On April 7, federal agencies released “Open Government Plans” detailing how they will make their operations and data more transparent and expand opportunities for citizen participation, collaboration and oversight. In addition, each agency identified at least one “flagship initiative” – a signature open government innovation in the agency. The plans were mandated by President Obama’s Open Government Directive issued in December 2009.
On April 14, Twitter announced it is donating its digital archive of public tweets to the Library of Congress. Twitter is a social networking service that enables users to send and receive tweets, which consist of web messages of up to 140 characters. Twitter processes more than 50 million tweets per day from people around the world. The Library will receive all public tweets-which number in the billions-from the 2006 inception of the service to the present.

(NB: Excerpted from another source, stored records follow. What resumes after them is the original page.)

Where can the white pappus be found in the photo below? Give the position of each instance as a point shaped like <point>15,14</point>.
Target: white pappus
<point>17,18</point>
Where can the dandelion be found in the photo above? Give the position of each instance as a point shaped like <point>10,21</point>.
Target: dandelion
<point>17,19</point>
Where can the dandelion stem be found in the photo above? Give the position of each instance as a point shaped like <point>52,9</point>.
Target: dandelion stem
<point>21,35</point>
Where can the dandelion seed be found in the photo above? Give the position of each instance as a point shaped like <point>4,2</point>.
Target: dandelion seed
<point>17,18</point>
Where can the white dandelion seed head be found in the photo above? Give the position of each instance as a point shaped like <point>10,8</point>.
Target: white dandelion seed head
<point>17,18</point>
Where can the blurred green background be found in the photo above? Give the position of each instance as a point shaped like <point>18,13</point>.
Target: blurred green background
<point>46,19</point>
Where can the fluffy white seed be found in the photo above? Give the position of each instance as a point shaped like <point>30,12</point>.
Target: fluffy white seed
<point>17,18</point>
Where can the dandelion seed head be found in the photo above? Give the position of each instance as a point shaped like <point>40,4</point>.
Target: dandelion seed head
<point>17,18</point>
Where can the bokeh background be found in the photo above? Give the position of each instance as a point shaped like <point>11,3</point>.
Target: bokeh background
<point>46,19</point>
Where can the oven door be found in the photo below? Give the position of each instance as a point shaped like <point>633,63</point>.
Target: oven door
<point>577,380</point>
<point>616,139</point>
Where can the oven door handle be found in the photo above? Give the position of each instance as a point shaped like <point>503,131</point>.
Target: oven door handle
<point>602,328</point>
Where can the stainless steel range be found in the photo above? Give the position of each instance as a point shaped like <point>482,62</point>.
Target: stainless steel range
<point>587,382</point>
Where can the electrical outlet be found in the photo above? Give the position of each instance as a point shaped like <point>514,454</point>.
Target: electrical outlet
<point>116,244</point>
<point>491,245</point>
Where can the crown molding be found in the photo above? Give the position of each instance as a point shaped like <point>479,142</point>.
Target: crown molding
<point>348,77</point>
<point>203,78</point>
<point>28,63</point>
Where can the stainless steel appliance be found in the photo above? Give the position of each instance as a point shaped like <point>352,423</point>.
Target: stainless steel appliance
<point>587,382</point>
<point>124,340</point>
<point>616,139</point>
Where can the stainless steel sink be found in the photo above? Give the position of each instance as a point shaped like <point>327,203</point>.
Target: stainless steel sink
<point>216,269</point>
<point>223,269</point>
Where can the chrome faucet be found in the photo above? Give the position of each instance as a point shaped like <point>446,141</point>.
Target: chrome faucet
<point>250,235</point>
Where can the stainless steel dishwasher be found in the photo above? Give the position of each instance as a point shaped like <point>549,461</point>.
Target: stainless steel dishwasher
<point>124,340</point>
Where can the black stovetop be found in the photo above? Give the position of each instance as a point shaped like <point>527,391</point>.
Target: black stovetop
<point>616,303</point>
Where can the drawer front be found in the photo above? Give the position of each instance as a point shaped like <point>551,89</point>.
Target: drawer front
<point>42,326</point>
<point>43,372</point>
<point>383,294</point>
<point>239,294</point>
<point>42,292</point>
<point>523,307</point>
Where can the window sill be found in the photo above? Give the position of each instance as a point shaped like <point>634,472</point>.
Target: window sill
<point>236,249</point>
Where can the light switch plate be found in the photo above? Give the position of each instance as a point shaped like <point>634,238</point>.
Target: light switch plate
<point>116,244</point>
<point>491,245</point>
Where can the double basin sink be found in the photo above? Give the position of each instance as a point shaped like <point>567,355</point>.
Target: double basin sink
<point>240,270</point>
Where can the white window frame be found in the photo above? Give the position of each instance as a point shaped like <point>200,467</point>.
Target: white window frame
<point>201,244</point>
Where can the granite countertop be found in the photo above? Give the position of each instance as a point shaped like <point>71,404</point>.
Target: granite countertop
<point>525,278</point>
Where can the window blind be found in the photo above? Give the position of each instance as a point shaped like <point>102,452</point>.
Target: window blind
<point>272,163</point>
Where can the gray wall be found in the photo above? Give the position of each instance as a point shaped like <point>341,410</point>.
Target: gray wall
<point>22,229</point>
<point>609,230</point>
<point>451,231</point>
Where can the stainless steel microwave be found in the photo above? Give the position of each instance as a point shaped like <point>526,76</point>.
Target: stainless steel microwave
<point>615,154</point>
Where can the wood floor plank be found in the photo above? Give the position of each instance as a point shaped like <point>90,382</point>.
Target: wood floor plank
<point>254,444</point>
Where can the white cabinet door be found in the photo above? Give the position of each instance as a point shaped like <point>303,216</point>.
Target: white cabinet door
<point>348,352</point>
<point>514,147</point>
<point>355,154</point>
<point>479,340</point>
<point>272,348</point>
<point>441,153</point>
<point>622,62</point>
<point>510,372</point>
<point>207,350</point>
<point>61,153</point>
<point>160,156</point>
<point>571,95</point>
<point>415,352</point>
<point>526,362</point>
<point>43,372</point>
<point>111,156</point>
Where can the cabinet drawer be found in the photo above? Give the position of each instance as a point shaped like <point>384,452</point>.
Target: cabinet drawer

The National Historical Publications and Records Commission (NHPRC) has issued a proposed rule that would remove individuals from eligibility for NHPRC grants, and change the time for posting of grant opportunity announcements from four to three months before the application deadline.
The National Endowment for the Humanities (NEH) has launched a new initiative called Bridging Cultures, which encourages projects that explore the ways in which cultures from around the globe, as well as the subcultures within America’s borders, have influenced American society. NEH is seeking proposals to plan and implement a program consisting of a forum and a workshop on one of two humanities themes: “Civility and Democracy” or “The Muslim World and the Humanities.”
The Public Interest Declassification Board (PIDB) will meet on April 22 in room 1310 of the Longworth House Office Building from 10 am to 12:30 pm, here in Washington. Presentations will be made by Acting National Declassification Center Director Michael Kurtz and by Wayne Leathers of the Defense Change Management Organization.